No matter how long you wait in line to use the board, no matter how many times you make the same giant dive, you never really get used to the temperature flowing out of Barton Springs. With these waters, every time feels like the first.

For most of my life as a provincial San Antonian, I had often heard about this wondrous place called Barton Springs from Austinites who met my puzzlement with a look that said, “It’s an Austin thing; you wouldn’t understand.” How strange that now I, proud Austinite of four months, find myself playing the springs card when my old high school buddies tell me how cool College Station and Nacogdoches are. The pool’s cold waters have become a joyous part of my summer routine.

I visit Barton Springs several times a week with my older brother, and recently we brought along our 66-year-old father, a Schulenburg native who came to Austin with his family as a child, occasionally making the trip down to these waters. Barton Springs Pool is aesthetically the same as it was in 1932, when an upper dam was added to complete the picture (the sidewalks constructed in 1929 also remain today). The pool itself is a dammed-up section of Barton Creek, but not just any section. As you tread water at the surface, 27 million gallons of water (a steady 68 degrees engineered by Texas to be cold in summer and warm in winter), are pumped everyday from “the Bartons,” Parthenia, Eliza and Zenobia, named by settler William “Uncle Billy” Barton after his daughters. But the springs were enjoyed long before Barton built his cabin nearby in 1837. Spanish friars, recognizing the springs as a gathering place, established temporary missions at its waters before relocating to—you guessed it—San Antonio.
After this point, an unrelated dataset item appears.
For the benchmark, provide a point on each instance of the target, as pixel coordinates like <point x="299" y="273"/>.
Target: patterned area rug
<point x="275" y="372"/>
Though the friars and settlers have been replaced by overtan European expats and sorority girls, a sense of anachronistic communal gathering remains. The physical place seems somewhat frozen in time, its patrons continuing the tradition of living moment to carefree moment by the water. I get the feeling that our father is one of the few visitors to recognize naturalist Roy Bedichek, folklorist J. Frank Dobie, and historian Walter Prescott Webb preserved near the main entrance in a spirited bronze discussion, much less remember the days when these three Texans actually gathered at the park. Similarly, most visitors pay little heed to the volunteers behind the Save Our Springs desk. Salamanders are important and all, but I need my three bucks for pool admission, ma’am.

We always enter the pool area through the back entrance, off Robert E. Lee Road and somewhat secluded among baseball diamonds littered with players of kickball and Ultimate Frisbee (one of the great Austin pastimes). This side is shadier and allows for a nice survey of the water and a diving board to whet aquanauts’ appetites as they approach the banks. Barton Springs Pool is exactly what it sounds like—a hybrid of nature and recreation that features bona fide springs and wildlife, but is dammed up on both sides and bracketed by sidewalks for those of us out of our natural habitat.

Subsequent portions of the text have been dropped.